The Dresden Dolls want to play dress up
by CARYN BROOKS

Ask Amanda Palmer and Brian Viglione, a.k.a. The Dresden Dolls, if they believe in fate and their mouths break out into big, gooey smiles that threaten to consume both faces whole.

"Oh, yeah!" Amanda exclaims. "Uh-huh!" Brian exclaims. "Yes, yes, yes, yes, yes," their eyes exclaim in unison.

You'd think these two were storefront palm readers rather than America's foremost (and perhaps only) purveyors of Brechtian Punk Cabaret, a mad dash of clanging piano, crashing drums and literary melodrama. But you can understand their homage to synchronicity as soon as they unveil the story of how The Dresden Dolls came to be.

The year was 2001. Amanda was a Boston boho with a penchant for piano and performance. To bring in extra cash, she'd dress up as a statue in public squares and gather donations.

Brian was newish to town. He was playing in a band, getting settled, and on Halloween night a buddy took him to a party at a loft. Amanda's loft. She was playing her music and he was hooked. But how to hook her?

There's a sense of peace that crosses Brian's face as he tells the story in a Manhattan tearoom. He's lying across Amanda's lap as if it were a baptismal pool. She's looking down at him like he's the father, son and the holy ghost.

"I had to be strategic," he says. See, other guys at this party wanted to play music with Amanda. They courted her. "I hung back on purpose," Brian says. These other guys were drunk and Brian let them talk themselves out.

When the moment was right, he approached and offered his services as a drummer. He made a date with Amanda and quickly faded again into the background. The evening of the rendezvous, Brian made a tofu dish and waited for Amanda to come over. And waited. And waited.

"I started to panic," he says. He jumped on his skateboard and rode to her house. Just as he arrived, she got out of a car. She had forgotten about the whole thing, but Brian wasn't offended. "I was just so relieved there she was," Brian says.

From the first moment that they played music together, Brian would never again be Cute Boy #4 From Party.

"I think fate dragged Brian over to my house that night, for sure," Amanda says. "We couldn't have met at a better time in our lives. It's amazing."

The twosome found that Brian could perfectly punctuate Amanda's roiling songs with a sensitivity that turned each performance into an unveiling of a whole new work. They started out playing at arts events rather than bars, and the band's hallmark became their deliciously magnetic freestyling and the dark comedy of their lyrics.

One night they performed at a burlesque event and decided to dress up for the occasion. He powdered his face and wore a bowler while she clapped on mime makeup and strapped on striped leggings and garters. They looked like survivors from a silent movie version of "A Clockwork Orange," which is to say that they looked interesting, very interesting.

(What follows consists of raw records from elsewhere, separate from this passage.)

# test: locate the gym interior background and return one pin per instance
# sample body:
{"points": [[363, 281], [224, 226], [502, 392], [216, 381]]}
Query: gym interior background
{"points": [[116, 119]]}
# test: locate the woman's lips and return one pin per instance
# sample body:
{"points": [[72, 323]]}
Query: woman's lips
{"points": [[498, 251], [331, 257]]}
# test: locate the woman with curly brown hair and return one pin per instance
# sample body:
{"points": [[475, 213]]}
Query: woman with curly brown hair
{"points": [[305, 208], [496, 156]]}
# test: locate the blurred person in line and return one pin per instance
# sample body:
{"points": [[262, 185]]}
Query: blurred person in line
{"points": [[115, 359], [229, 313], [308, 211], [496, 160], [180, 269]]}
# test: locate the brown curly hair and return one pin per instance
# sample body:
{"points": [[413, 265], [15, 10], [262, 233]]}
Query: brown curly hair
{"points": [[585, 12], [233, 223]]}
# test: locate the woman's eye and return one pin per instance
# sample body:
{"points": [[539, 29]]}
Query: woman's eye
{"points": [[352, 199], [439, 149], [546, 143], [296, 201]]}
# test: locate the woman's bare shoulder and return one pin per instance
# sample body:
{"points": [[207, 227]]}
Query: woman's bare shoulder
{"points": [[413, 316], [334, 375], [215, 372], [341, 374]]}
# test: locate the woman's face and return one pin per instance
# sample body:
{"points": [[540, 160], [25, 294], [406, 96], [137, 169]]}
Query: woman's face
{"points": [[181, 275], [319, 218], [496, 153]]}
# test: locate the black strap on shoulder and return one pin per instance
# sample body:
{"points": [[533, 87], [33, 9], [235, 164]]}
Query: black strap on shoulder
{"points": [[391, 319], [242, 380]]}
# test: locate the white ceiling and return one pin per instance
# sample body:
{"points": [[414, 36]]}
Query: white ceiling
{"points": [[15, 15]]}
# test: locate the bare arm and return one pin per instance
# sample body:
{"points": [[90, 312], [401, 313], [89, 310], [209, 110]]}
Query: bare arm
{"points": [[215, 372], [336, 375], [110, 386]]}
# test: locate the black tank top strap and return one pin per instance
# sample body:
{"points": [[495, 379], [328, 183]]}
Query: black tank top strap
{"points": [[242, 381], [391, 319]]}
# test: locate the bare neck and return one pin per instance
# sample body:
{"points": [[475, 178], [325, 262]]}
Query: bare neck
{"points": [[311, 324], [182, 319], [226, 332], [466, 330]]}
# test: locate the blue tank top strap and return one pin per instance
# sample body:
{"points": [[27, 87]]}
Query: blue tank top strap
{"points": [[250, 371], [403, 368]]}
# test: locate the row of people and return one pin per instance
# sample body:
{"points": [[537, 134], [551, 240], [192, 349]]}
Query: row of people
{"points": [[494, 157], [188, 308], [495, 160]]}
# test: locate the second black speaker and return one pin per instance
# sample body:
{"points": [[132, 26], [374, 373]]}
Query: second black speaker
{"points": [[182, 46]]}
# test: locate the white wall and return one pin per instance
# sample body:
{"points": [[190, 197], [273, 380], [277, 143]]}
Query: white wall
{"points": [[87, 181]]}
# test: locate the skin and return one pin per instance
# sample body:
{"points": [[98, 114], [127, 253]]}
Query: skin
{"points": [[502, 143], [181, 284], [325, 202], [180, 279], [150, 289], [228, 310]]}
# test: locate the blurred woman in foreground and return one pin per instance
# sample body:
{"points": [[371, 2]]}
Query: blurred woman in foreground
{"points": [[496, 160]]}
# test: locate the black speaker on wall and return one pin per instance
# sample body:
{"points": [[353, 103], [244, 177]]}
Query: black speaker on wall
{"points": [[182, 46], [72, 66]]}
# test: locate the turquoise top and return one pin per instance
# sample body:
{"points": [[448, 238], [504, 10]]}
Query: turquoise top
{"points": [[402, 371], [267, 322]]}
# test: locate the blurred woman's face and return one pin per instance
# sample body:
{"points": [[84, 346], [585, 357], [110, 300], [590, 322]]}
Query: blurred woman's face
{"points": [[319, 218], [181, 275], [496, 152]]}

Their signature costumes were born. Once they started dressing up at shows, their blooming fan base started dressing up, too.

"We invite the audience to enliven and enrich the theatrical element of the show," Amanda says. Brian adds, "One of the gains of having the audience participate is that you don't just increase the amount of spectacle to behold, you increase the feeling that it's a real collaborative effort. It unifies the audience with the band and the audience with each other."

Fate may have brought The Dresden Dolls together, but it's passion and talent that keeps them alive and prospering. The band released a record on Amanda's own label in 2003 and it sold well without any official promotion. That same year, The Dresden Dolls nabbed Boston's version of a battle of the bands, a prestigious honor that usually goes to a group with at least one guitar player.

They toured the world, picking up an active fan brigade that likes to participate at a high level on the group's online message board. Now they've signed to the well-established Roadrunner Records, increasing their exposure and helping them get play on alternative rock radio.

The Dresden Dolls' near future includes recording a second album, touring the major festival circuit and enticing you to break out that post-apocalyptic flower girl/boy outfit you've been dying to wear. Are you ready?